In another sign of how deep the global recession has become, the ports of Los Angeles and Long Beach on Friday reported their worst combined import statistics for September in nine years.
September is often the busiest month at the nation's biggest port complex, making it one of the best barometers of the health of the economy and international trade.
The port of Los Angeles received 309,078 containers packed with imported goods in September, representing a decline of 16% from the same month last year and 27% from September 2006, L.A.'s best month ever for imports. Long Beach received 224,924 import containers in September, a drop of 19% from a year earlier and 32% from September 2007, the port's best September ever.
For the first nine months of the year, imports, exports and empty containers through the port of Los Angeles were down 16% at just under 5 million containers while the Long Beach port saw a decline of nearly 25% at just under 3.7 million containers, compared with the same period last year.

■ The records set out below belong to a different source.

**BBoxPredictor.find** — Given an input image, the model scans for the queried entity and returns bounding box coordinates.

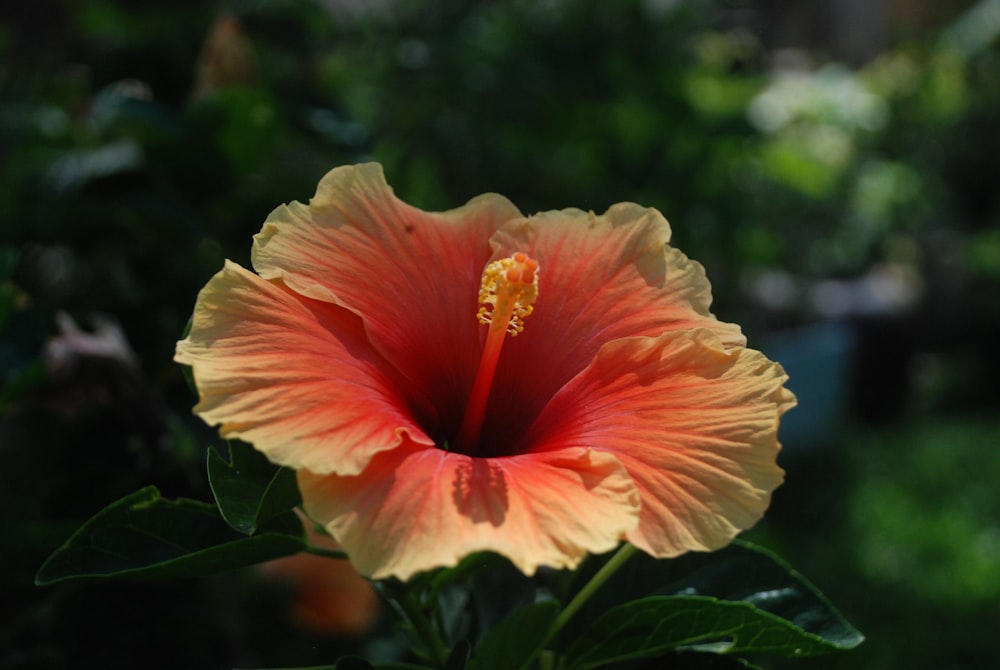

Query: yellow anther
[476,251,538,335]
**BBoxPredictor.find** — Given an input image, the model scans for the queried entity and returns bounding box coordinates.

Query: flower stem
[455,316,511,456]
[302,544,347,560]
[539,542,636,660]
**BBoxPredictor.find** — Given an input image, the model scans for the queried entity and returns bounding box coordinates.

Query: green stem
[539,542,637,660]
[302,544,347,560]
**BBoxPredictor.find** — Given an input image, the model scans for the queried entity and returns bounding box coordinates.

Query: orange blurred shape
[261,519,379,636]
[194,14,257,95]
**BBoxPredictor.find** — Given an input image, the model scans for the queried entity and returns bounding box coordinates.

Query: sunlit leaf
[208,441,302,535]
[568,542,864,667]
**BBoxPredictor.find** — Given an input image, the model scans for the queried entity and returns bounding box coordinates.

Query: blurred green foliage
[0,0,1000,669]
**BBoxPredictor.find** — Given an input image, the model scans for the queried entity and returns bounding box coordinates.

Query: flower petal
[298,446,639,580]
[253,163,521,436]
[487,203,746,444]
[525,329,795,557]
[175,261,433,475]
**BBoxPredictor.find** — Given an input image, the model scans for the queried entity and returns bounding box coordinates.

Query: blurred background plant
[0,0,1000,669]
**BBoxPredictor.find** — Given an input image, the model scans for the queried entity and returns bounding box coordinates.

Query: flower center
[455,251,538,456]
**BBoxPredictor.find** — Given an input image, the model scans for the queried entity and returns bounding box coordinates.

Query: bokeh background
[0,0,1000,670]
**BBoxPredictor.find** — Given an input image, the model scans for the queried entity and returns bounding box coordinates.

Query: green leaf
[567,596,856,668]
[474,600,559,670]
[208,441,302,535]
[35,486,305,585]
[444,640,472,670]
[568,542,864,668]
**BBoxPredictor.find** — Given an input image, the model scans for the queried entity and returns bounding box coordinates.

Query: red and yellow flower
[176,164,794,579]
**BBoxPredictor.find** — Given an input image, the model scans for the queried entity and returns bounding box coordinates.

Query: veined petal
[298,447,639,580]
[253,163,521,434]
[525,329,795,557]
[175,261,433,475]
[480,203,746,440]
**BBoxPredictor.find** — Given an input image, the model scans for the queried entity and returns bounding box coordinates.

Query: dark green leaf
[444,640,472,670]
[208,441,302,535]
[567,596,853,668]
[474,600,559,670]
[571,541,864,650]
[35,486,304,585]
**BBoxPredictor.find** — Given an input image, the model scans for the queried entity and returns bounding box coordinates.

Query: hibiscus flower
[176,164,794,580]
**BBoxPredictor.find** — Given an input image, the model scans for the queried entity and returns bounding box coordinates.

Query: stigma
[476,251,538,336]
[455,251,538,456]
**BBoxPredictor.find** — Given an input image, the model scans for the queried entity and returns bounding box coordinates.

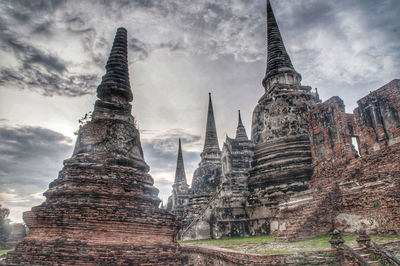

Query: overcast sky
[0,0,400,221]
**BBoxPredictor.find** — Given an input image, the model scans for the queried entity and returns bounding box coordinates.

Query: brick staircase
[353,247,382,266]
[271,187,335,241]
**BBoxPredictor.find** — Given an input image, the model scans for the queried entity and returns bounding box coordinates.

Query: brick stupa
[6,28,179,265]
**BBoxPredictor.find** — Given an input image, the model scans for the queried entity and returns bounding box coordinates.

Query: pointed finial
[238,110,243,124]
[235,110,249,140]
[175,138,187,185]
[263,0,301,89]
[97,28,133,102]
[203,92,220,152]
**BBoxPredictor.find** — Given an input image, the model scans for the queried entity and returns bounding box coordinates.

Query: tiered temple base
[7,164,179,265]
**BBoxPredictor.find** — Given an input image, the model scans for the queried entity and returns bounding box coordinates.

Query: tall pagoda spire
[175,138,187,185]
[235,110,249,140]
[97,28,133,102]
[262,0,301,90]
[203,92,220,153]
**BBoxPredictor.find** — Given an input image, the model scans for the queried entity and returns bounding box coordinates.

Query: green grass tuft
[178,236,276,246]
[371,235,400,244]
[0,249,14,255]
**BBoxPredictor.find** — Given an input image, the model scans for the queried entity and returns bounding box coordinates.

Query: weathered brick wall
[354,79,400,155]
[307,96,356,161]
[181,246,340,266]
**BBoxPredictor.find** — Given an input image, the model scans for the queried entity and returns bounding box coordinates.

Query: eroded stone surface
[7,28,179,265]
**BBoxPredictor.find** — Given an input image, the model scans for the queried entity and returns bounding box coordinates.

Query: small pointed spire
[203,92,220,152]
[235,110,249,140]
[175,138,187,185]
[263,0,301,88]
[97,28,133,102]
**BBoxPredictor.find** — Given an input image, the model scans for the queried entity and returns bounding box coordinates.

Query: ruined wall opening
[351,136,361,158]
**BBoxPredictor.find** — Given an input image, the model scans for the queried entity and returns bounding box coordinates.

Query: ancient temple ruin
[170,1,400,241]
[7,28,179,265]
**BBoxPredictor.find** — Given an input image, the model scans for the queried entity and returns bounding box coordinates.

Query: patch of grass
[179,233,400,254]
[371,235,400,243]
[251,250,298,255]
[0,249,14,255]
[287,233,357,250]
[179,236,276,246]
[369,253,379,261]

As dismal as those figures are for the two ports, which rank first and second in the U.S. in container volume and together rank fifth in the world, a greater worry goes beyond the immediate and substantial loss of local trade-related jobs: Some of the ports' most important tenants were so poorly positioned for the downturn that they might sink completely in a sea of billions of dollars of red ink, experts say.
"Without a doubt, the Southern California ports should be worried," said Neil Dekker, an analyst at Drewry Shipping Consultants in London who produces container industry forecasts. "Companies will go bust; freight rates may take years to recover."
The outlook could hardly be more ominous, said John Husing, an independent analyst with Economics and Politics Inc. in Redlands who follows the effects of global trade on the Inland Empire.
Seeing nothing but smooth sailing ahead for the globalization that has reshaped international trade, the world's shipping lines committed themselves years into the future to orders for new container ships that have as much as 69% more cargo carrying capacity than the vessels that were the world's largest in 2004, Husing said.
He described it as "the worst recession in modern times hitting an industry that was geared for the opposite of what they are facing."